第A08版:广玉兰

与美同行

□杨谔

那天,我避开众人,选择与自然结伴同行。

我看到一棵巨大的垂枝樱下有一大群鸽子在雨雾中缩颈静默;

我看到丛竹中有一个小动物一动不动地盯着我,眼里闪过一丝疑惑;

我看到泉水轻松地跃过苍石、挤过涧草,向山下流去。

我走在一条铺满落叶的山道上,因为湿润的缘故,落叶变得分外软柔,踩上去悄无声息;细瘦的长松密布山野,仰视树梢所指,苍穹仿佛神秘的洞穴。

雾来了又去,去了又来,像抓不住的幽梦,像云的发梢拂过我的心尖。

偶合

郭沫若的行书似从杜牧、陆游出,当然也有可能是三个人在风格上有所偶合。三个人分处唐、宋、现代,均为大诗人,此为巧之一;书风若再偶合,真是巧上加巧。

是什么

艺术到底是什么?

让世人啧啧称赞的画得像、写得像、演得像,是技巧的初级阶段。高明的技巧应该是活的,既有模仿对象又有自己,有发展,能随机应变。

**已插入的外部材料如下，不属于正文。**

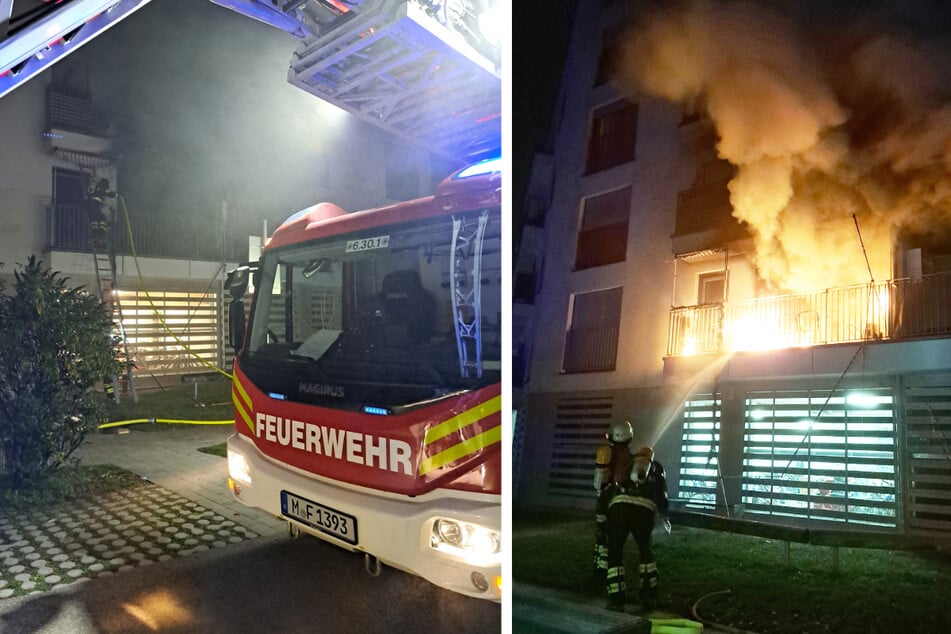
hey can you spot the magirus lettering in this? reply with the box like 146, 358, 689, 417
299, 382, 345, 398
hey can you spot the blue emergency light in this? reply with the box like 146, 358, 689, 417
455, 157, 501, 179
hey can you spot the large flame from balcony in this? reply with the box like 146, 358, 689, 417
613, 0, 951, 295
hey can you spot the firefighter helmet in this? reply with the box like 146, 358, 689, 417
608, 420, 633, 444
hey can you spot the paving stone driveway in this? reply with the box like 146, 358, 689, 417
0, 426, 283, 600
0, 483, 259, 599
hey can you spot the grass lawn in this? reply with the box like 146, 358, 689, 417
513, 509, 951, 633
0, 465, 146, 514
107, 376, 233, 454
107, 374, 234, 427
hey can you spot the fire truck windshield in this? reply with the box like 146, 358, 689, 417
240, 208, 501, 412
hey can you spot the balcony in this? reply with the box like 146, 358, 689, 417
672, 178, 748, 256
667, 273, 951, 357
47, 204, 248, 263
44, 90, 116, 159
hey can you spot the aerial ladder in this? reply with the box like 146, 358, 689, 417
450, 209, 488, 378
2, 1, 501, 164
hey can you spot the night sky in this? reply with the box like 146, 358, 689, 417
513, 0, 577, 216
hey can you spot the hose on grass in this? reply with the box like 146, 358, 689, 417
691, 590, 760, 634
650, 618, 704, 633
98, 418, 233, 430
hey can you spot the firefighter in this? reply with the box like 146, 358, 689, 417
84, 176, 115, 250
604, 443, 670, 612
593, 419, 634, 583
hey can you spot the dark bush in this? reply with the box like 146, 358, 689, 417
0, 257, 121, 488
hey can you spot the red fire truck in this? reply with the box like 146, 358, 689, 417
224, 157, 502, 601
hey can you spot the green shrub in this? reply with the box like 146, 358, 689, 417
0, 257, 122, 488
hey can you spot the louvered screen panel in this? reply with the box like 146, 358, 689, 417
677, 396, 721, 509
117, 289, 223, 378
905, 385, 951, 535
741, 388, 897, 528
547, 396, 614, 501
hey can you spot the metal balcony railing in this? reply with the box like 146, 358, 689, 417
47, 204, 249, 263
667, 274, 951, 356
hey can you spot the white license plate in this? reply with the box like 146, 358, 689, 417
345, 235, 389, 252
280, 491, 358, 545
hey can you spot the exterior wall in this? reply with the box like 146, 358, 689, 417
0, 31, 437, 384
526, 2, 694, 398
0, 76, 92, 273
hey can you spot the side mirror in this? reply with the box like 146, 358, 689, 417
225, 265, 251, 300
225, 262, 257, 352
229, 299, 246, 352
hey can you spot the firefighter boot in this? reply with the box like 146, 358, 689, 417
593, 520, 608, 585
639, 562, 659, 610
605, 566, 626, 612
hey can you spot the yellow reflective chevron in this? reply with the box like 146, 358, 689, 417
417, 395, 502, 476
232, 375, 254, 433
423, 395, 501, 445
418, 425, 501, 476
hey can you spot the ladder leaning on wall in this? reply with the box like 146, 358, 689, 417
92, 247, 137, 403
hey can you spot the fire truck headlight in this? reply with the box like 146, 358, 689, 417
228, 451, 252, 485
430, 518, 500, 564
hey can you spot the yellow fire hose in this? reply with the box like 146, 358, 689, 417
650, 618, 704, 633
98, 418, 233, 430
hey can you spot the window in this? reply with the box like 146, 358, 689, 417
698, 271, 726, 305
563, 287, 622, 373
575, 187, 630, 269
585, 100, 637, 174
595, 27, 624, 87
52, 167, 86, 205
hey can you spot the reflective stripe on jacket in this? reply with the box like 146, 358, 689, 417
608, 494, 656, 512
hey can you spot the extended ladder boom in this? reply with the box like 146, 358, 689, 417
449, 209, 488, 378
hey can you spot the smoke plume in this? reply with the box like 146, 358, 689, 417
616, 0, 951, 292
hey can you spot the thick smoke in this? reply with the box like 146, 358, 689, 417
616, 0, 951, 292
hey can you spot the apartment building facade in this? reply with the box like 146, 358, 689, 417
515, 0, 951, 541
0, 63, 438, 392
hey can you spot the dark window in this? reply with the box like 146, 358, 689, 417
585, 100, 637, 174
513, 271, 536, 304
595, 27, 624, 87
575, 187, 630, 269
563, 287, 622, 373
52, 167, 86, 204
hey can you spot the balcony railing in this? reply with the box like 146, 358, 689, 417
667, 274, 951, 356
47, 204, 249, 262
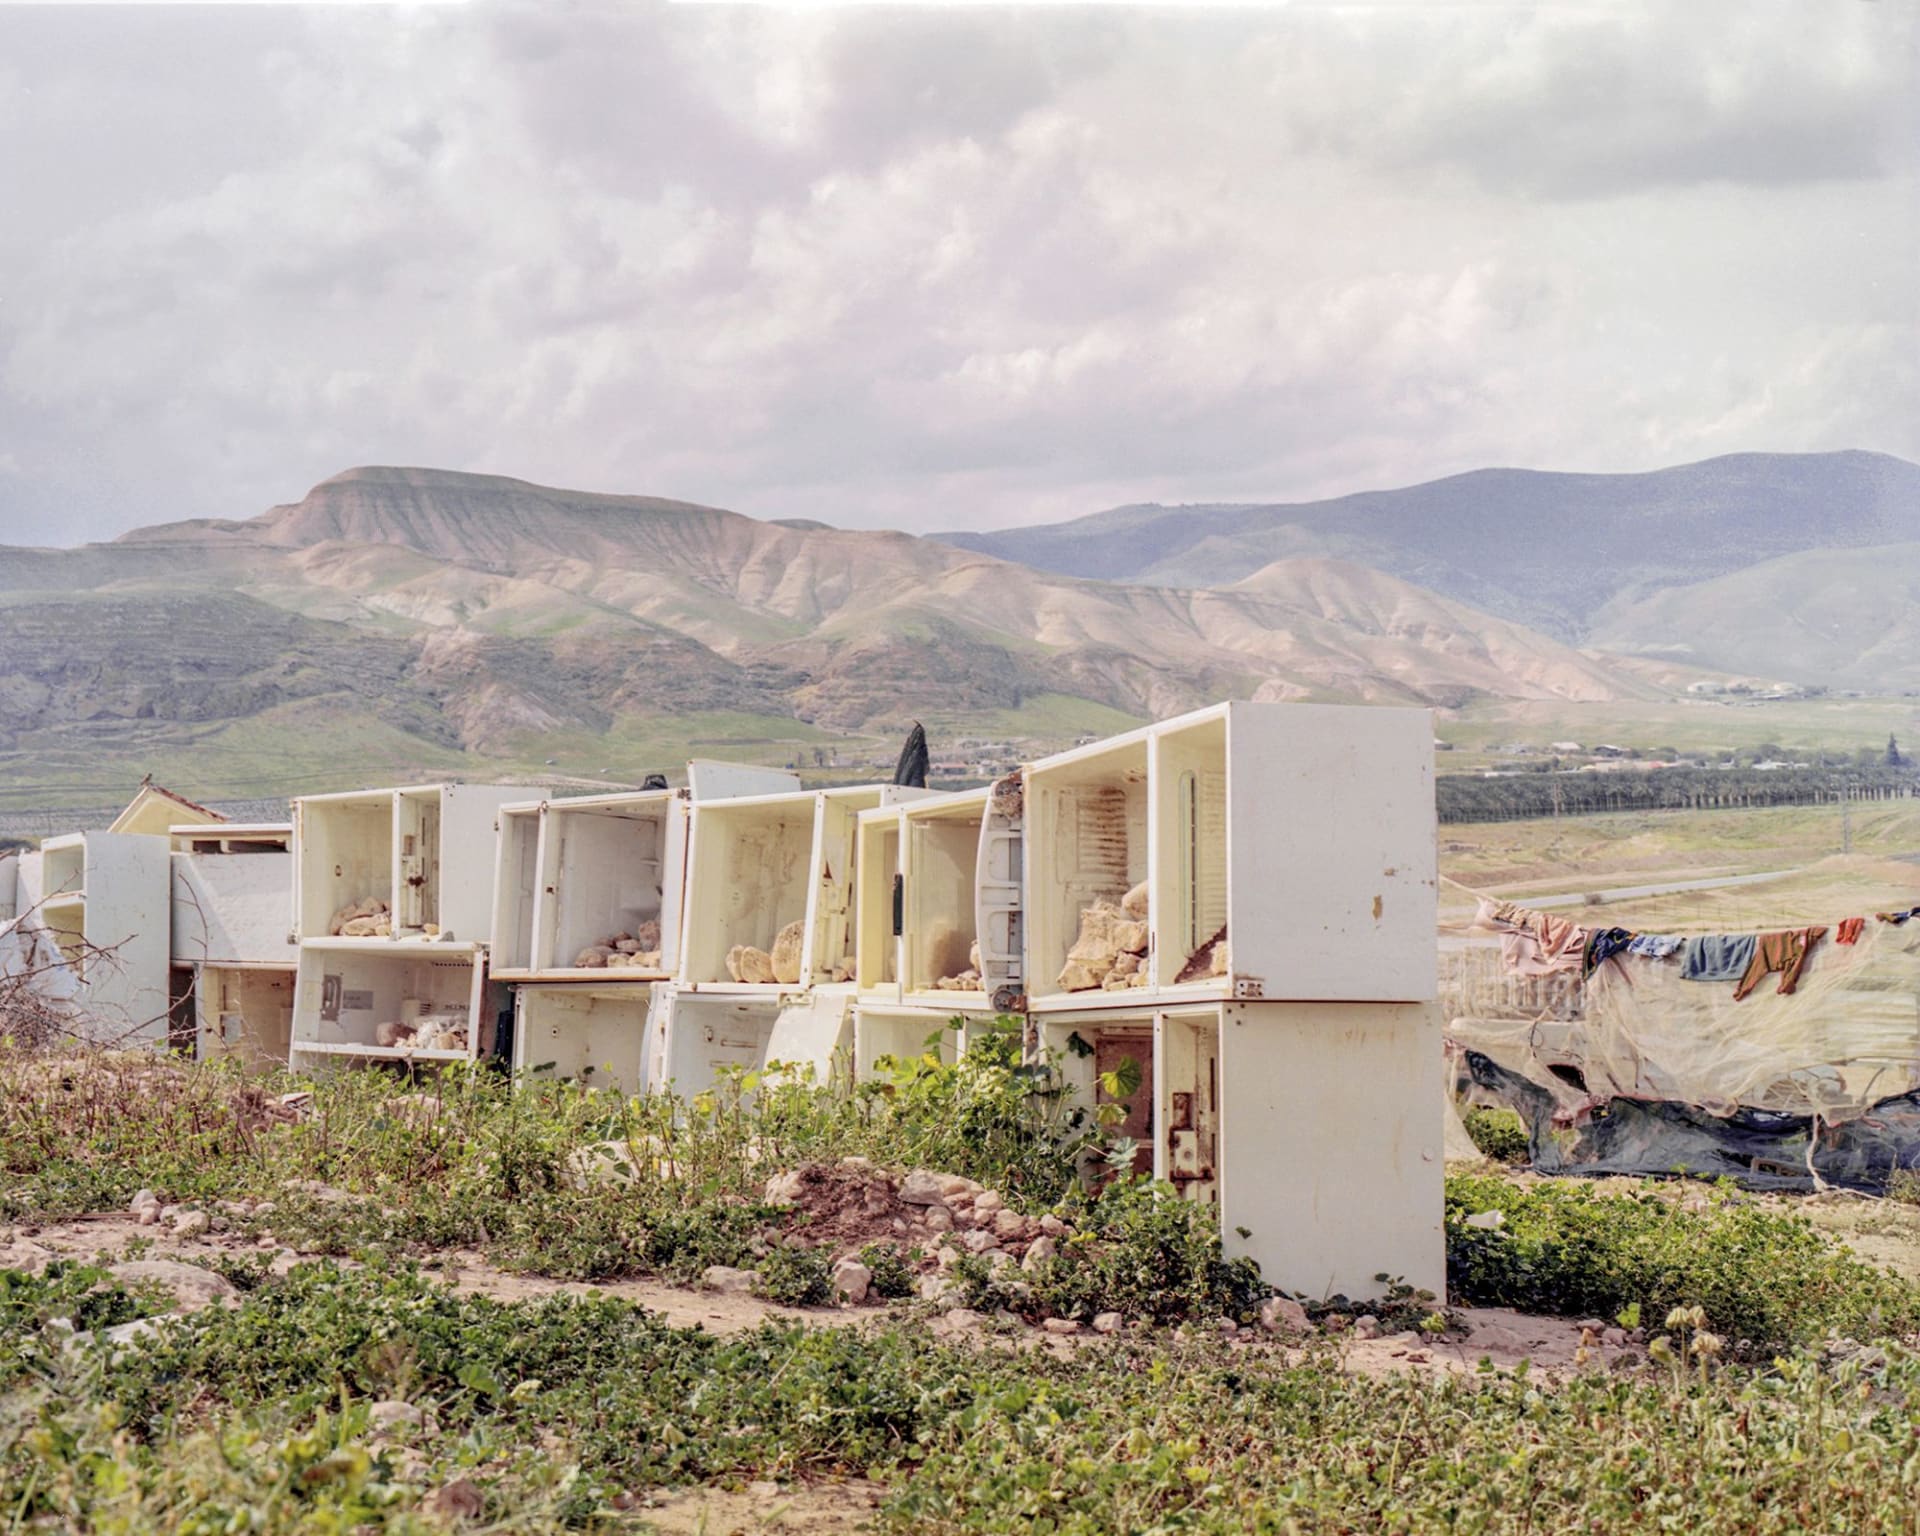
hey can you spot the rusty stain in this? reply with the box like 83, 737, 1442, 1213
1383, 866, 1397, 877
1372, 894, 1383, 920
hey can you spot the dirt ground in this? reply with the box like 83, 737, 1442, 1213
4, 1208, 1642, 1380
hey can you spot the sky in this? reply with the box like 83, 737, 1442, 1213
0, 0, 1914, 546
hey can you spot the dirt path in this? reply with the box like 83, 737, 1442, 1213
6, 1211, 1643, 1380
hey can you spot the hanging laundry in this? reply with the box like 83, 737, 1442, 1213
1681, 933, 1759, 983
1584, 927, 1636, 976
1501, 919, 1591, 977
1626, 933, 1685, 959
1836, 917, 1866, 945
1733, 926, 1828, 1001
1479, 899, 1590, 976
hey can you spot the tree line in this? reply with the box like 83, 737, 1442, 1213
1438, 763, 1920, 824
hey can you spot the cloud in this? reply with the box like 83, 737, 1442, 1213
0, 0, 1912, 547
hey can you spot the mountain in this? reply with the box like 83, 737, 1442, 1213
936, 451, 1920, 640
0, 465, 1656, 810
1589, 543, 1920, 689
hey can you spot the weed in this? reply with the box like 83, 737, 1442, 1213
1462, 1106, 1529, 1164
756, 1244, 834, 1306
1445, 1173, 1920, 1349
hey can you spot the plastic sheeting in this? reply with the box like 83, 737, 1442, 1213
1448, 909, 1920, 1124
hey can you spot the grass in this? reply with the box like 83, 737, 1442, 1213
10, 1045, 1920, 1530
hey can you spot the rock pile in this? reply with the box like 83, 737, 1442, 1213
1175, 924, 1230, 983
934, 939, 984, 991
372, 1015, 469, 1052
742, 1160, 1076, 1308
572, 918, 663, 970
329, 897, 392, 937
726, 918, 808, 984
1057, 881, 1152, 992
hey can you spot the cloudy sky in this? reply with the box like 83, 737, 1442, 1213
0, 0, 1913, 545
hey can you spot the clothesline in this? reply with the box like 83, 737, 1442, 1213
1468, 890, 1919, 1000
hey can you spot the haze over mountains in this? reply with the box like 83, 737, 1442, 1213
0, 450, 1912, 809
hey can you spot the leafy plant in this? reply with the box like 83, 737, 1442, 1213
756, 1244, 834, 1307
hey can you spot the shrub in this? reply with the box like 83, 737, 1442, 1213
1445, 1173, 1920, 1349
957, 1177, 1268, 1324
756, 1244, 834, 1306
861, 1242, 919, 1300
1462, 1106, 1529, 1164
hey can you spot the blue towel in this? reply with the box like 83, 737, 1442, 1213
1627, 934, 1685, 959
1680, 934, 1758, 982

表现“真”,激发欣赏者去思索,这是高级艺术的特征之一。“真”是指事物的本质,是事物内在(心)的发展逻辑。艺术不是现实照搬再现,那样的理解未免太简单肤浅。艺术是真、善、美的“变形”,是人类美好信念的体现和象征。

批评

现在的批评文章读者之所以不喜欢读,一个非常重要的原因是其中有“一大撮”是“马屁文”“商业文”“胡说八道不知所云文”。也有不能归入此三类的,但板着脸说教,摆出严师、名家、大师的架子,论说滔滔,却搔不到痒处,没有自己的角度和观点,缺少生动形象的比喻,趣味对于它们而言就像一本永远封存的书。

我们首先需要一大批有热情的、敢说真话的批评家,其次希望多几个能够融会诸学而贯通之的“杂家式”的批评家。最后,希望批评分析能够深刻一点,表达能够轻松幽默一点。正话可以反说,反话不妨正说,不要担心读者会误解“尊意”,看不懂。

不容小视

这两年对“丑书”“丑画”的喊打喊杀之声不断,但至今仍没有一个较为明确的能为各方所接受的界定。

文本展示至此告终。